O Senado dos Estados Unidos está próximo de confirmar Daniel Perez como seu próximo embaixador no Brasil, mas a posse do diplomata republicano depende crucialmente do agrément, o aval formal do governo brasileiro. Esta situação é de relevância nacional, pois a decisão do governo Lula impactará diretamente as relações bilaterais entre os dois países em um momento de aparente deterioração diplomática.
O processo, que tradicionalmente é discreto e reservado, gerou incômodo no Itamaraty devido ao anúncio antecipado de Perez por Donald Trump, antes mesmo de Washington encaminhar o pedido formal de consentimento do Brasil. Essa quebra de protocolo diplomático, previsto na Convenção de Viena sobre Relações Diplomáticas, é interpretada por Brasília como uma pressão política e adiciona complexidade à análise do governo brasileiro, que não estabeleceu um prazo para sua resposta.

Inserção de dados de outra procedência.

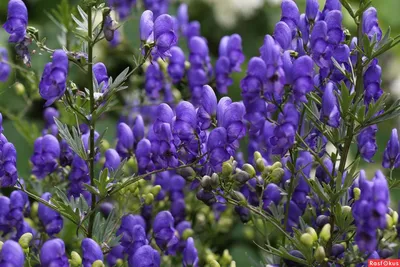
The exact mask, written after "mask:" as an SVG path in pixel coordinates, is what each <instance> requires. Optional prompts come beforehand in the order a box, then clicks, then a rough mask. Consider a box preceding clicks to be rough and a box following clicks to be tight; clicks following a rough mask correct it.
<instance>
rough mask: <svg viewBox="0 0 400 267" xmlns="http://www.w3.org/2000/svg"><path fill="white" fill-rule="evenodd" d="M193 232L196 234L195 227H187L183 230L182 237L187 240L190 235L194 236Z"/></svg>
mask: <svg viewBox="0 0 400 267" xmlns="http://www.w3.org/2000/svg"><path fill="white" fill-rule="evenodd" d="M193 234H194V231H193V229H191V228H188V229H185V231H183V233H182V239H183V240H186V239H188V238H189V237H192V236H193Z"/></svg>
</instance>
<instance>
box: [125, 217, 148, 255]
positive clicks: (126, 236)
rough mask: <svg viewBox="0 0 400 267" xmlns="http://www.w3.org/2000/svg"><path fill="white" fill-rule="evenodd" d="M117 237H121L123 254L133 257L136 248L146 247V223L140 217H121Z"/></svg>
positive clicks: (141, 218)
mask: <svg viewBox="0 0 400 267" xmlns="http://www.w3.org/2000/svg"><path fill="white" fill-rule="evenodd" d="M117 235H118V236H119V235H122V237H121V240H120V243H121V246H123V247H124V252H125V253H127V254H129V255H133V254H134V253H135V252H136V251H137V250H138V248H140V247H142V246H144V245H147V244H148V240H147V236H146V222H145V220H144V219H143V217H142V216H140V215H132V214H128V215H125V216H124V217H122V220H121V226H120V228H119V229H118V231H117Z"/></svg>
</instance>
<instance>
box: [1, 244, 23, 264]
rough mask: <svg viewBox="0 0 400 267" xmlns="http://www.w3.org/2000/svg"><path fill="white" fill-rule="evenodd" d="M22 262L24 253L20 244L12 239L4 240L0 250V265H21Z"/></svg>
mask: <svg viewBox="0 0 400 267" xmlns="http://www.w3.org/2000/svg"><path fill="white" fill-rule="evenodd" d="M24 262H25V255H24V251H23V250H22V248H21V246H20V245H19V244H18V243H17V242H15V241H13V240H7V241H6V242H4V244H3V246H2V248H1V251H0V266H4V267H8V266H9V267H23V266H24Z"/></svg>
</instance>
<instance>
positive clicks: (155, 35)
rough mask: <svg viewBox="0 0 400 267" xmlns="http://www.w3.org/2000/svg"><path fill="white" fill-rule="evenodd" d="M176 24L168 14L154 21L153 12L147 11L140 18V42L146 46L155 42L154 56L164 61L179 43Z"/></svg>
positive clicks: (170, 55) (160, 15)
mask: <svg viewBox="0 0 400 267" xmlns="http://www.w3.org/2000/svg"><path fill="white" fill-rule="evenodd" d="M174 24H175V23H174V20H173V18H172V17H171V16H170V15H167V14H163V15H160V16H159V17H157V18H156V20H155V21H153V12H151V11H150V10H146V11H144V12H143V14H142V16H141V18H140V40H141V41H142V42H143V43H144V44H149V43H153V42H154V45H155V48H154V51H153V54H154V55H156V56H159V57H161V58H162V59H164V58H166V57H170V56H171V52H170V49H171V47H173V46H174V45H175V44H176V42H177V36H176V34H175V32H174Z"/></svg>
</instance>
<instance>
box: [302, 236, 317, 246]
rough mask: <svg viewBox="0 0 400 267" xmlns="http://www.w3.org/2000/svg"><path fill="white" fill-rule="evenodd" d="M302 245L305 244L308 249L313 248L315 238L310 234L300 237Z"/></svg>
mask: <svg viewBox="0 0 400 267" xmlns="http://www.w3.org/2000/svg"><path fill="white" fill-rule="evenodd" d="M300 241H301V243H303V244H304V245H305V246H306V247H309V248H310V247H312V245H313V243H314V238H313V237H312V235H310V234H309V233H304V234H302V235H301V237H300Z"/></svg>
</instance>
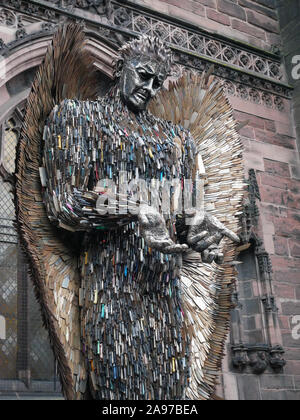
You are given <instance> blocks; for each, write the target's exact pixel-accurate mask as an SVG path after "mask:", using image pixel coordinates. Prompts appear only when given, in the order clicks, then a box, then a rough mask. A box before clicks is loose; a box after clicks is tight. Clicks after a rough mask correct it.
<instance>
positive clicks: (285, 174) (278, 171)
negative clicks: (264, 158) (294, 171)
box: [264, 159, 290, 177]
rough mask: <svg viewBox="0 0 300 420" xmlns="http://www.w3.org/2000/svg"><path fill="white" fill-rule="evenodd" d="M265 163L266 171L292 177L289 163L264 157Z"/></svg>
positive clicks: (283, 175)
mask: <svg viewBox="0 0 300 420" xmlns="http://www.w3.org/2000/svg"><path fill="white" fill-rule="evenodd" d="M264 165H265V171H266V172H269V173H271V174H273V175H278V176H282V177H290V169H289V165H288V164H287V163H283V162H277V161H275V160H270V159H264Z"/></svg>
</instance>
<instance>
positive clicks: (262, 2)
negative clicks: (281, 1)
mask: <svg viewBox="0 0 300 420" xmlns="http://www.w3.org/2000/svg"><path fill="white" fill-rule="evenodd" d="M255 1H256V3H259V4H262V5H263V6H266V7H269V8H270V9H275V8H276V4H275V2H276V0H255Z"/></svg>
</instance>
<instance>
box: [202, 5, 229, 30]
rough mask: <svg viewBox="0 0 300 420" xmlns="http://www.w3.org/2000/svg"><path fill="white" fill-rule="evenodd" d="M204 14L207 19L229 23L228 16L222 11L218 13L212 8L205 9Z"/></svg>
mask: <svg viewBox="0 0 300 420" xmlns="http://www.w3.org/2000/svg"><path fill="white" fill-rule="evenodd" d="M206 16H207V17H208V19H212V20H215V21H216V22H219V23H222V24H223V25H227V26H229V25H230V18H229V17H228V16H227V15H225V14H224V13H219V12H217V11H216V10H213V9H207V10H206Z"/></svg>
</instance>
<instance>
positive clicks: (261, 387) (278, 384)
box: [259, 375, 294, 390]
mask: <svg viewBox="0 0 300 420" xmlns="http://www.w3.org/2000/svg"><path fill="white" fill-rule="evenodd" d="M259 380H260V386H261V388H262V389H274V390H275V389H294V381H293V377H292V376H288V375H262V376H260V378H259Z"/></svg>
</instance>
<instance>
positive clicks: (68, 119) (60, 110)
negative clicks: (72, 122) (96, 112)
mask: <svg viewBox="0 0 300 420" xmlns="http://www.w3.org/2000/svg"><path fill="white" fill-rule="evenodd" d="M95 104H96V101H89V100H85V101H82V100H79V99H64V100H63V101H62V102H60V104H57V105H55V106H54V108H53V109H52V111H51V112H50V114H49V117H48V121H49V122H53V121H57V122H59V123H60V124H69V123H70V121H72V122H73V123H74V118H76V119H80V121H81V122H83V121H90V118H91V116H92V114H93V113H94V109H95Z"/></svg>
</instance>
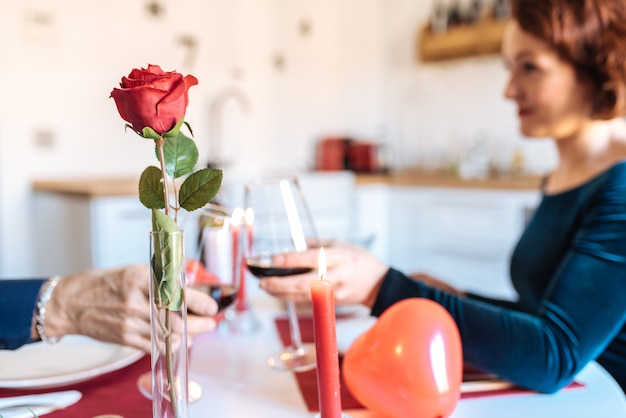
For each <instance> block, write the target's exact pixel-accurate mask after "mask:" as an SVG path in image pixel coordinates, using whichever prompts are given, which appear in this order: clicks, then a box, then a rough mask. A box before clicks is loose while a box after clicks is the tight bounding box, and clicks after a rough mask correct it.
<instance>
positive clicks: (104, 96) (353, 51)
mask: <svg viewBox="0 0 626 418" xmlns="http://www.w3.org/2000/svg"><path fill="white" fill-rule="evenodd" d="M435 1H436V0H228V1H224V0H154V1H148V0H107V1H95V0H21V1H19V2H16V1H8V0H0V10H1V13H0V53H1V54H0V56H1V57H2V58H1V60H2V68H1V70H0V71H1V74H2V77H0V83H1V85H0V92H1V96H0V97H1V99H0V202H1V204H0V276H3V277H9V276H21V275H29V274H34V273H36V272H37V271H38V270H37V267H36V265H35V264H36V263H35V256H34V255H33V248H34V246H35V244H36V241H37V239H38V238H37V230H35V228H36V227H35V225H36V224H37V222H34V220H33V219H34V217H35V211H34V205H33V189H32V183H33V181H34V180H38V179H64V178H66V179H75V178H90V177H98V178H103V177H111V178H115V177H138V176H139V174H140V173H141V171H142V170H143V169H144V168H145V167H146V166H147V165H151V164H154V163H155V160H154V155H153V151H152V149H153V144H152V143H151V141H147V140H143V139H141V138H140V137H138V136H137V135H135V134H133V133H132V132H130V131H129V132H125V130H124V122H123V121H122V120H121V119H120V117H119V114H118V113H117V111H116V108H115V104H114V102H113V100H112V99H110V98H109V94H110V92H111V90H112V89H113V87H116V86H118V83H119V81H120V79H121V77H122V76H124V75H127V74H128V73H129V72H130V70H131V69H132V68H135V67H146V66H147V64H149V63H150V64H158V65H160V66H161V67H162V68H163V69H164V70H166V71H171V70H176V71H178V72H181V73H183V74H193V75H195V76H196V77H197V78H198V79H199V81H200V84H199V85H198V86H195V87H193V88H192V89H191V90H190V104H189V108H188V111H187V116H186V120H187V121H188V122H189V123H190V124H191V125H192V127H193V130H194V134H195V139H196V141H197V144H198V148H199V150H200V161H201V164H208V163H216V164H217V165H219V166H221V167H222V168H224V170H225V180H227V181H230V180H233V181H235V180H236V179H237V178H250V177H253V176H257V175H267V174H275V173H285V172H294V171H307V170H313V169H314V168H315V165H316V159H315V155H316V147H317V146H318V144H319V143H320V141H321V140H322V139H324V138H328V137H342V138H343V137H349V138H356V139H359V140H364V141H368V142H370V143H373V144H375V145H376V146H377V147H379V148H380V149H381V150H383V151H384V160H385V164H384V165H385V169H387V170H389V171H395V170H402V169H406V168H413V167H429V168H432V169H446V168H447V167H449V166H451V165H454V164H455V162H456V161H458V159H459V156H460V155H462V154H463V153H464V152H467V150H468V149H472V147H475V146H477V144H480V146H481V147H483V148H484V149H486V150H487V151H483V152H487V153H488V154H489V157H490V158H491V159H492V160H493V161H495V163H496V164H499V165H500V166H502V167H503V170H506V169H507V168H508V165H509V164H512V161H513V160H514V156H517V158H518V159H519V158H522V159H523V161H524V169H525V170H526V172H528V173H531V174H541V173H544V172H546V171H547V170H548V169H549V168H550V167H551V166H552V165H553V164H554V159H555V153H554V150H553V149H552V148H551V146H550V144H548V143H547V142H545V141H542V140H533V141H525V140H523V139H522V138H521V137H520V135H519V133H518V131H517V118H516V110H515V107H514V106H513V105H512V104H511V103H509V102H508V101H505V99H504V98H503V89H504V84H505V82H506V72H505V69H504V65H503V63H502V61H501V59H500V57H499V56H498V55H497V53H492V54H487V55H484V54H481V55H472V56H467V57H462V58H458V59H454V60H442V61H439V60H431V61H424V60H423V59H421V58H420V50H419V48H420V36H421V33H422V30H423V29H424V27H425V26H426V25H430V22H432V19H433V17H434V13H435V11H436V10H437V7H440V6H441V5H440V4H439V3H436V2H435ZM443 3H445V4H443V5H444V6H445V7H446V8H447V10H448V11H449V10H450V8H454V7H457V8H459V10H469V8H471V7H472V6H475V2H470V1H466V2H462V1H461V2H455V1H453V0H450V1H449V2H447V3H446V2H443ZM494 6H495V3H493V2H490V1H487V0H486V1H484V2H480V7H481V8H484V10H493V7H494ZM448 17H450V15H448ZM447 22H448V24H449V25H450V26H452V25H453V24H454V19H452V20H450V19H449V20H447ZM444 30H445V29H444ZM40 221H41V220H40ZM44 222H46V220H45V219H44ZM48 222H54V219H53V218H50V219H49V220H48ZM146 248H147V239H146ZM53 273H56V272H50V274H53Z"/></svg>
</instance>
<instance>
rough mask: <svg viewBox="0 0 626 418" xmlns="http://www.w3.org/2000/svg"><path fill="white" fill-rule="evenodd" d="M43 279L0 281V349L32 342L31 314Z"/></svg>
mask: <svg viewBox="0 0 626 418" xmlns="http://www.w3.org/2000/svg"><path fill="white" fill-rule="evenodd" d="M44 281H45V279H20V280H0V349H11V350H13V349H16V348H19V347H21V346H22V345H24V344H27V343H31V342H33V339H32V337H31V329H32V321H33V314H34V312H35V304H36V303H37V296H38V295H39V289H40V288H41V285H42V284H43V283H44Z"/></svg>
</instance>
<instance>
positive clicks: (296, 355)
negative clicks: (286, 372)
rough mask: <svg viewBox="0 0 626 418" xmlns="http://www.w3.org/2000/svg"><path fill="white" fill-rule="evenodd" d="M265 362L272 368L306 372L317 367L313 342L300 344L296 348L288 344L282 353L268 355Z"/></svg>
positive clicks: (284, 369) (314, 345)
mask: <svg viewBox="0 0 626 418" xmlns="http://www.w3.org/2000/svg"><path fill="white" fill-rule="evenodd" d="M267 364H268V365H269V366H270V367H271V368H272V369H274V370H279V371H290V372H306V371H308V370H313V369H314V368H316V367H317V362H316V356H315V345H314V344H309V343H307V344H302V346H301V347H300V348H298V349H296V348H295V347H293V346H289V347H287V348H286V349H285V351H283V352H282V353H280V354H278V355H275V356H273V357H270V358H269V359H268V360H267Z"/></svg>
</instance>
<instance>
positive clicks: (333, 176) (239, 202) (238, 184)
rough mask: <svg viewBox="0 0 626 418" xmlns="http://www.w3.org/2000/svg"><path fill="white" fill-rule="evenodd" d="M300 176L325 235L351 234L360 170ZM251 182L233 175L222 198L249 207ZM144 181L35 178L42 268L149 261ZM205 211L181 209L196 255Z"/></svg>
mask: <svg viewBox="0 0 626 418" xmlns="http://www.w3.org/2000/svg"><path fill="white" fill-rule="evenodd" d="M298 178H299V180H300V183H301V186H302V190H303V193H304V195H305V197H306V198H307V201H308V203H309V207H310V210H311V213H312V216H313V218H314V220H315V222H316V227H317V229H318V234H319V236H320V237H322V238H325V239H332V238H340V239H350V236H351V231H352V230H353V216H352V214H353V213H354V206H353V205H354V183H355V176H354V173H351V172H348V171H343V172H332V173H303V174H300V175H298ZM247 181H249V179H248V180H231V179H227V180H225V182H224V184H223V186H222V190H221V192H220V196H219V197H220V198H221V199H223V200H222V201H221V202H222V203H223V204H225V205H229V206H230V205H232V206H231V207H236V206H243V191H244V185H245V183H246V182H247ZM137 184H138V180H137V179H91V180H90V179H88V180H67V181H39V182H35V184H34V189H35V195H34V210H35V221H36V224H37V226H36V231H37V237H36V239H35V240H34V241H35V243H36V245H35V253H36V255H35V259H36V271H37V274H41V275H49V274H70V273H74V272H76V271H79V270H83V269H87V268H92V267H95V268H105V267H115V266H120V265H124V264H130V263H145V262H147V260H148V248H149V245H148V237H149V235H148V232H149V231H150V230H151V229H152V226H151V214H150V211H149V210H148V209H147V208H145V207H144V206H143V205H142V204H141V202H139V198H138V195H137ZM199 216H200V212H199V211H194V212H191V213H186V212H184V211H181V213H179V224H180V225H181V227H182V228H183V229H184V230H185V250H186V253H187V255H189V256H193V254H195V252H196V249H197V237H198V233H199V231H198V217H199Z"/></svg>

O agrément é um consentimento essencial que permite ao país receptor aceitar ou recusar um embaixador sem a necessidade de justificar a decisão, refletindo a soberania do Estado. Especialistas em relações internacionais apontam que um silêncio prolongado do Brasil pode ser interpretado diplomaticamente como uma recusa tácita, o que levaria os Estados Unidos a retirar a indicação e apresentar um novo nome para a embaixada em Brasília.
Daniel Perez é um político republicano da Flórida, conhecido por sua proximidade com Donald Trump e com o secretário de Estado norte-americano, Marco Rubio. Durante sua sabatina no Senado dos EUA, Perez destacou como prioridades para a relação com o Brasil temas como segurança, comércio e minerais críticos, além do combate a organizações criminosas transnacionais e a disputa por influência de potências externas na região latino-americana.